Mi25, Stable Diffusion's $100 hidden beast

i see, well hopefully shared memory support will get added eventually, HIP/cuda does support it , but there is no support with automatic111/torch. if you haven’t try yet, you can use the --medvram and --lowvram, both have a performance hit, but will reduce memory usage.

also, I Discovered that you can use the HIP allocator instead of the torch one, saves a few hundred mb , no or negligent performance penalty.

can be enabled by using

export PYTORCH_CUDA_ALLOC_CONF=“backend:cudaMallocAsync”

allows me to do a batches of, 14, 512x512 images instead of 13

I did this method and it worked, thanks! Now just need to get a fan shroud adapter setup to get this into full time use

anyone have following VBIOS? i think it will be ideal for those MI25 crossflashes

techpowerup .com/gpu-specs/radeon-pro-ssg.c2998

has anyone experienced “Memory access fault by GPU node-1 (Agent handle: 0x8b3e3c0) on address (nil). Reason: Page not present or supervisor privilege.
Aborted (core dumped)” with vladmandic’s fork, also with base AUTOMATIC1111 it seems to just halt/crash as well, though without an error (doesn’t close just hangs)

Running NixOS unstable but I don’t think that should majorly affect it, I also have another gpu for my video output… I’ve tried flipping them, to no avail.

Edit: A1111 complains about not finding limits, then later crashes…

As an artist who has been using Stable Diffusion since its inception, I recently spent some time using a Mi25 and faced a few challenges.

One significant hiccup with Torch + ROCm 5.2 is its limitation on VRAM usage to just 10GB. This is a problem, especially considering that larger batches offer speed benefits.

This issue seems to be addressed with ROCm 5.5. For these GPUs, you can obtain a pre-compiled version of torch & torchvision by pulling the Docker container using docker pull rocm/pytorch. It’s important to ensure that you have the ROCm 5.5 driver and the appropriate kernel before you begin.

I’ve found Doggettx cross attention optimizations the best with this setup in terms of VRAM usage & speed.

In terms of performance, the Mi25 delivers approximately 40% of a 3060’s performance (with WX9100 bios). Despite being good for its price, it has high power consumption, and I’ve struggled to get Torch+ROCm to work with motherboard slots other than the main x16 CPU lanes. Seems I am not alone.
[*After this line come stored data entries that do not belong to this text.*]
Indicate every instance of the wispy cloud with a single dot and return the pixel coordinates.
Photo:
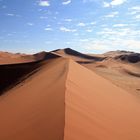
(44, 3)
(134, 10)
(66, 2)
(9, 14)
(113, 3)
(68, 20)
(111, 15)
(64, 29)
(120, 25)
(30, 24)
(81, 24)
(48, 29)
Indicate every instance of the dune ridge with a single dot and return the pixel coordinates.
(66, 101)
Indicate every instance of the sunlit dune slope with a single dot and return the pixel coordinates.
(66, 101)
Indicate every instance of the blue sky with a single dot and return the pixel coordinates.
(91, 26)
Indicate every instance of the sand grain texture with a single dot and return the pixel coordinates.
(66, 101)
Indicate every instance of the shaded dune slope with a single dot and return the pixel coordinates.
(12, 74)
(66, 101)
(35, 110)
(77, 56)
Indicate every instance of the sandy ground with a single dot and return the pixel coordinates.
(60, 99)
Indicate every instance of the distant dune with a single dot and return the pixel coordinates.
(68, 95)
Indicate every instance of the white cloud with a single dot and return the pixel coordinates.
(81, 24)
(64, 29)
(107, 45)
(113, 3)
(44, 3)
(66, 2)
(134, 10)
(89, 30)
(111, 15)
(68, 20)
(120, 25)
(117, 2)
(48, 29)
(10, 15)
(30, 24)
(106, 4)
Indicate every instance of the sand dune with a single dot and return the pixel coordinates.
(55, 98)
(10, 58)
(66, 101)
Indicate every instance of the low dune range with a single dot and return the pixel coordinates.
(68, 95)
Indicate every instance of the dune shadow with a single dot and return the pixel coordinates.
(81, 55)
(12, 74)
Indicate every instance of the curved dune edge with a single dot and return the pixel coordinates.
(66, 101)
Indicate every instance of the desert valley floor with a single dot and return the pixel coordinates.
(67, 95)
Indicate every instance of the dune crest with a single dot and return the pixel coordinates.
(66, 101)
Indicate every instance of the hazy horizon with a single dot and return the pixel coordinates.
(90, 26)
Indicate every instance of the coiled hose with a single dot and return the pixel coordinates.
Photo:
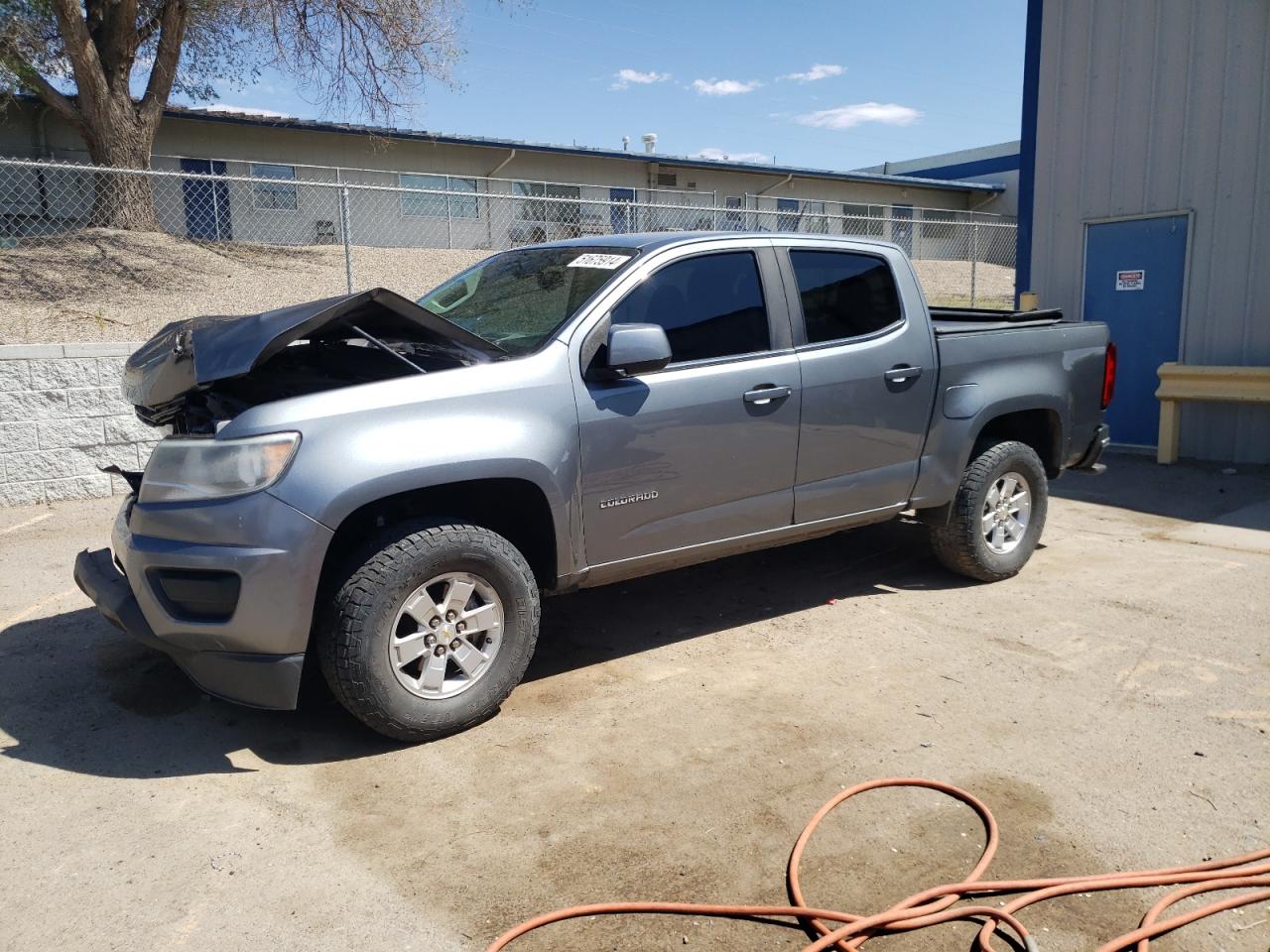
(934, 906)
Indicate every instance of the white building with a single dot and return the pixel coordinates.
(499, 191)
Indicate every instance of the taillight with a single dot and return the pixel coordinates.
(1109, 376)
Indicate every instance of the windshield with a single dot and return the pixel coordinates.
(517, 299)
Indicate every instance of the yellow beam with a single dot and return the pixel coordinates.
(1227, 385)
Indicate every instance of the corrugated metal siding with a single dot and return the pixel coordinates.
(1155, 105)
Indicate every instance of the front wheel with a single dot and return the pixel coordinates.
(997, 515)
(430, 635)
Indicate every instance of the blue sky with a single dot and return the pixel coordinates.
(833, 84)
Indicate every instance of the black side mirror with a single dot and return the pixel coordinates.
(638, 348)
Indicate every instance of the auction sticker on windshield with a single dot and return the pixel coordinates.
(593, 261)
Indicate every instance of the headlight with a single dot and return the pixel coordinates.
(182, 470)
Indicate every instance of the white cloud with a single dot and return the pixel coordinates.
(818, 71)
(245, 111)
(624, 79)
(843, 117)
(724, 87)
(720, 155)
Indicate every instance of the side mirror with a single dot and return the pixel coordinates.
(638, 348)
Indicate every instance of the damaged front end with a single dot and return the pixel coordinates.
(198, 373)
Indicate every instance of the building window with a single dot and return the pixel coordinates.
(710, 306)
(423, 206)
(277, 189)
(541, 209)
(864, 220)
(788, 217)
(843, 295)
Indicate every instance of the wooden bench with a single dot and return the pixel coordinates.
(1224, 385)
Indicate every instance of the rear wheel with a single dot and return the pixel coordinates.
(430, 635)
(997, 515)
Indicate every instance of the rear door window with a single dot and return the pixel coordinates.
(844, 295)
(710, 306)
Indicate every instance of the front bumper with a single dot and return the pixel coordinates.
(255, 655)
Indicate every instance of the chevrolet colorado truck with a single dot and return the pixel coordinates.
(384, 486)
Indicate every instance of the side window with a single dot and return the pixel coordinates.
(710, 306)
(843, 295)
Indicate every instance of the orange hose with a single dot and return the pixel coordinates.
(938, 905)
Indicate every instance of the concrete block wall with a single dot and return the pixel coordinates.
(63, 416)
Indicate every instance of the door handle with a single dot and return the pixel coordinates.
(767, 393)
(901, 373)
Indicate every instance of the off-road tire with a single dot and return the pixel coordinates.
(959, 543)
(352, 638)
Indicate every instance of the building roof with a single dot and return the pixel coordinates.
(177, 112)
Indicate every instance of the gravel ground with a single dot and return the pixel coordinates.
(675, 733)
(104, 285)
(949, 284)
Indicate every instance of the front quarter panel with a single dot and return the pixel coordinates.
(509, 419)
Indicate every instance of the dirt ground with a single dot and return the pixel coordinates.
(105, 285)
(1111, 705)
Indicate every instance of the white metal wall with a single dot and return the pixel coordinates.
(1155, 105)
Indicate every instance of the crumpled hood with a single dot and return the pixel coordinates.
(193, 353)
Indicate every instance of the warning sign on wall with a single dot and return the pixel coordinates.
(1130, 281)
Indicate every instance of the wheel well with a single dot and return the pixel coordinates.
(1040, 429)
(516, 509)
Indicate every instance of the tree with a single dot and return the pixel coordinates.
(126, 58)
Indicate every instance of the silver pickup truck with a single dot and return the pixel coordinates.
(385, 486)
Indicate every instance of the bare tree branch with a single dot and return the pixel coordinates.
(42, 87)
(163, 73)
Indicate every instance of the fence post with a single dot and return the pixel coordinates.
(449, 216)
(344, 220)
(974, 258)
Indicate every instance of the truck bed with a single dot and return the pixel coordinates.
(974, 320)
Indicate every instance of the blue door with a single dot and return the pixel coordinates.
(621, 214)
(207, 202)
(902, 226)
(1133, 281)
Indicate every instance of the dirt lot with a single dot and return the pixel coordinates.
(1111, 705)
(103, 285)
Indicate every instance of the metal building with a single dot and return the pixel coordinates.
(1144, 194)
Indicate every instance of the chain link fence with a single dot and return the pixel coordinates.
(89, 253)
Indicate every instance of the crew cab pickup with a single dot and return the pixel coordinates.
(385, 486)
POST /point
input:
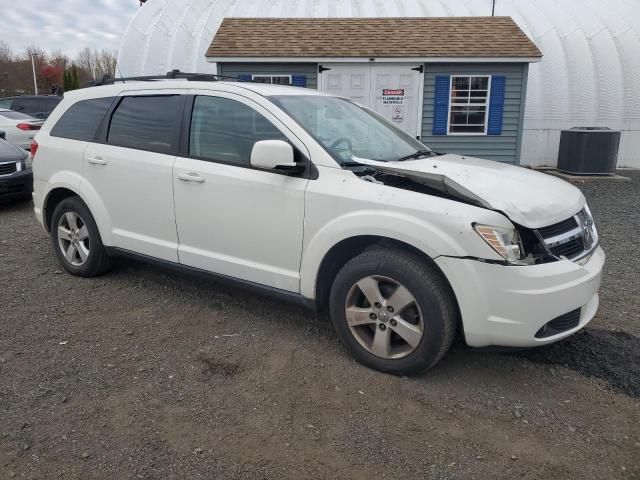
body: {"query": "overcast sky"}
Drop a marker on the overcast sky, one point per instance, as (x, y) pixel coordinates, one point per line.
(67, 25)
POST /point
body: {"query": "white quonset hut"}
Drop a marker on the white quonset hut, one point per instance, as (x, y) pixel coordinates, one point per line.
(589, 75)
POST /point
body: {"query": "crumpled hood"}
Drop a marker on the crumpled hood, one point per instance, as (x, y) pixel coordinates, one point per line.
(527, 197)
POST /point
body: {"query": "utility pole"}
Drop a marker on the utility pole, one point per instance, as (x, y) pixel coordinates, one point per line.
(33, 67)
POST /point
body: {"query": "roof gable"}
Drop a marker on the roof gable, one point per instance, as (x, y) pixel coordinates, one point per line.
(417, 37)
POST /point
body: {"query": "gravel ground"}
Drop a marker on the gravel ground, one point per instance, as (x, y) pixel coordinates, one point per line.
(144, 373)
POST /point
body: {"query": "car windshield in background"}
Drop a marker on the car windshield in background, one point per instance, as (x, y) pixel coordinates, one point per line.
(15, 115)
(347, 130)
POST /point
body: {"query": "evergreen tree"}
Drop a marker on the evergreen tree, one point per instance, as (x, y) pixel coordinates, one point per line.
(76, 81)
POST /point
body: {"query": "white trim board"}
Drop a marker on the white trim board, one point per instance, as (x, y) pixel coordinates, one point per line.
(373, 60)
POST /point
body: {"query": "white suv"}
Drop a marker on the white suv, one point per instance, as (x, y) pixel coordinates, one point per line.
(322, 201)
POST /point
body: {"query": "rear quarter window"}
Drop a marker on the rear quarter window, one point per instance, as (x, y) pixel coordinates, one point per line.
(82, 120)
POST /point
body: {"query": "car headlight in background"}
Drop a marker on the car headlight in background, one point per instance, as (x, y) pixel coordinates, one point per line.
(506, 242)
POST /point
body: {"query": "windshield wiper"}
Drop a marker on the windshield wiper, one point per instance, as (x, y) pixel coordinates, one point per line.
(349, 164)
(416, 155)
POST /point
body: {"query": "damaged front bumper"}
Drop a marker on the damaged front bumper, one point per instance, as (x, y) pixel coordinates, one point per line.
(508, 305)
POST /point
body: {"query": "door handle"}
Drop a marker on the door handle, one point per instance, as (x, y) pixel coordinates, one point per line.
(96, 160)
(190, 177)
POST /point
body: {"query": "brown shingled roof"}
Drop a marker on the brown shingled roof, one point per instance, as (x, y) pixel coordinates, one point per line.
(372, 37)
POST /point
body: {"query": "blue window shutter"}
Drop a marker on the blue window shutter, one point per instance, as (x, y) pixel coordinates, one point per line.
(441, 104)
(299, 80)
(496, 105)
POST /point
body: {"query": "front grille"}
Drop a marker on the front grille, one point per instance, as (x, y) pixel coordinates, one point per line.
(571, 238)
(8, 168)
(560, 324)
(558, 228)
(570, 249)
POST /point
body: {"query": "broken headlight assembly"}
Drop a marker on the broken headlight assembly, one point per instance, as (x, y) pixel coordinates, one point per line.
(505, 242)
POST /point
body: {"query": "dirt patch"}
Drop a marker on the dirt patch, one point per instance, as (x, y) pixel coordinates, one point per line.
(613, 357)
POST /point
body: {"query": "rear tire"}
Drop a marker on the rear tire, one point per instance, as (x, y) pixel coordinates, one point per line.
(393, 311)
(76, 240)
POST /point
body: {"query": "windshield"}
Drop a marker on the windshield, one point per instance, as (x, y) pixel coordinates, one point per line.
(347, 130)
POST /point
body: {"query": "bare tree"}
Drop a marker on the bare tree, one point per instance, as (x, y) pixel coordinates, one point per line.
(6, 53)
(86, 60)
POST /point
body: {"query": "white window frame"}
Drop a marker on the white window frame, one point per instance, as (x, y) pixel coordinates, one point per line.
(272, 76)
(486, 104)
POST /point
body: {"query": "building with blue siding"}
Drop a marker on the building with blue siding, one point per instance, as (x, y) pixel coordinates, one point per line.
(457, 83)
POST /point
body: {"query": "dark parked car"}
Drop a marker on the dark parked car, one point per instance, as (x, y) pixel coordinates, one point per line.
(16, 177)
(38, 106)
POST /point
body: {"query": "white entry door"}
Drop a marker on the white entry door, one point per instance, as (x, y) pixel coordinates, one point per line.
(392, 90)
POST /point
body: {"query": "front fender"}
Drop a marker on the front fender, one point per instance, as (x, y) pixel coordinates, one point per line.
(386, 224)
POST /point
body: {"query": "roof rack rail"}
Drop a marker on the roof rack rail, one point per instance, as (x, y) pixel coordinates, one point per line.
(173, 74)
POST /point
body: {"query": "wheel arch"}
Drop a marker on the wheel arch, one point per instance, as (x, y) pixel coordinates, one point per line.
(348, 248)
(59, 192)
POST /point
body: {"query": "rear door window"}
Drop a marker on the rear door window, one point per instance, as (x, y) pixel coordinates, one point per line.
(225, 130)
(82, 119)
(148, 123)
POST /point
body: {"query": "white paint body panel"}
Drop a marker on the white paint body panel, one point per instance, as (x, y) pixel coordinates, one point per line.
(589, 76)
(529, 198)
(16, 136)
(276, 230)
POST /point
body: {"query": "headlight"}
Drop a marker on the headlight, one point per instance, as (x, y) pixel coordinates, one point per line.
(506, 242)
If this were resolved, I’d certainly use one of these in the third slot of my system. On particular upscalers like GANs and LSDR, it competes with the speed of a 3060, suggesting that Stable Diffusion possibly relies more heavily on tensor cores as opposed to being more FP16-focused like some upscalers. I think this because the newer Radeon cards with tensor cores are showing much better results.

For those more serious about Stable Diffusion but not wanting to spend 7900XT money, the 3060 is a strong recommendation. If you’re considering used options, the 2080ti has serious FP16 performance. In my personal testing, the 2080ti was just 12% slower than a 3080 at FP16 models, while consuming significantly less power. The 2060 12GB is a good pick also.